By the time he was 27, he was burned out, hearing voices in his head and suicidal. “I have 38 friends that died,” Stakset says, voice wobbling. “I’ve been in shootings, I’ve been in stabbings, I’ve been in everything you can imagine and also living with death threats, bulletproof vest and a gun.”
Over the next few years, Stakset discovered Christianity, a process through which he found a new life. Now, through his organisation Heart of Evangelism, which he founded in 2018 and has branches around the country, he works actively in prevention, doing lectures, visiting prisons and offering support to young people. He continues to make music and is soon to star in a film. His religion, he says, does not affect his expectations of those he helps, but it inspires him to do more.
“I know how it feels to suffer and not have hope, and I know how it feels to hate society and be a very dark person and everybody seeing you as a problem,” the father of three says, adding that children caught up in gang violence need people to see their positive potential.
“People are scared of them [young people] but I hug them. I give them love because I do love them and I know that this is not evil.”
Among his projects is a centre for helping women who have drug use problems, founded in memory of his late girlfriend, who killed herself while addicted to heroin. He also wants to open a gym in the neighbourhood to provide alternatives to crime. There, he says, “if they’re used to running with a gun we will give them MMA gloves”.
The difference for young people now compared with when he was growing up, Stakset says, is that the overall level is more extreme and the gang recruitment process is faster and targeting younger children. “It can go so fast. It can go two to three months and you’re all the way in it and how are you going to escape it?”

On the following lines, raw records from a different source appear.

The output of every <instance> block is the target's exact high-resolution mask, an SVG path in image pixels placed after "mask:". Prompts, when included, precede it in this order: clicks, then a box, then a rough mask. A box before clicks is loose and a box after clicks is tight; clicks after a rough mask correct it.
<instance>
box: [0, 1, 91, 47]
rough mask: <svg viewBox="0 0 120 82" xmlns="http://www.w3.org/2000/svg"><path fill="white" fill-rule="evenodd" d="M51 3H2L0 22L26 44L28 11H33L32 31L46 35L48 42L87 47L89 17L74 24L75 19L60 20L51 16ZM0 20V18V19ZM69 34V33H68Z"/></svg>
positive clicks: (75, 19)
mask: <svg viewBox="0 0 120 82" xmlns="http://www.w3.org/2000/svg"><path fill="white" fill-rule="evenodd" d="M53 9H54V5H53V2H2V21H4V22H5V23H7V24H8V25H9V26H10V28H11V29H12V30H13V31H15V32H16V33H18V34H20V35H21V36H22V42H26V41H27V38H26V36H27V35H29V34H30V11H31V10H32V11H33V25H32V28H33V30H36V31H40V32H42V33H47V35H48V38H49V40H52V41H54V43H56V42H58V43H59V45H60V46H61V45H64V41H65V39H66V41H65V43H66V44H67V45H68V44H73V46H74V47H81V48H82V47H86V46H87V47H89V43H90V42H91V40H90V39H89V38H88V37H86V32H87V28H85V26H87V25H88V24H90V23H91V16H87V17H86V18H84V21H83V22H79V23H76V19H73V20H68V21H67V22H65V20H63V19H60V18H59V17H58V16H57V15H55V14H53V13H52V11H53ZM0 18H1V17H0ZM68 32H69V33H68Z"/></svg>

Children are being turned into “soldiers” by adults who want to avoid prison sentences, he says, pushing younger people into crime. But the government’s proposals to lower the age of criminal responsibility and change age rules on sentencing, he believes, will only radicalise more young people through learning from older criminals.
Sweden’s homes for young offenders - known as SiS - are “the most ugly thing about Sweden”, he says. Stakset describes himself as a “problem child” when he first went into prison, but through the contacts he made there, he was soon “robbing banks and selling kilos of cocaine”.
Stakset says there needs to be more of a focus on crime prevention, for children aged eight and up. Stakset agrees. “Putting 12-, 13- and 14-year-olds in these prisons is just going to make future gang leaders.”
If it were up to him, he would go into the worst affected areas and make “the best schools in Sweden” and set up social centres that offer special benefits in return for meeting behavioural rules.
In prisons, he would offer people an ultimatum: do they want to be a gangster or do they want a second chance with a job and apartment? The vast majority, he believes, would take the non-criminal route and crime would decrease.
Stakset will back whichever politician is willing to fix the problem, saying a long-term depoliticised plan is needed. “Party lines don’t matter because they need to cooperate to get a 20-year plan and stick with it.”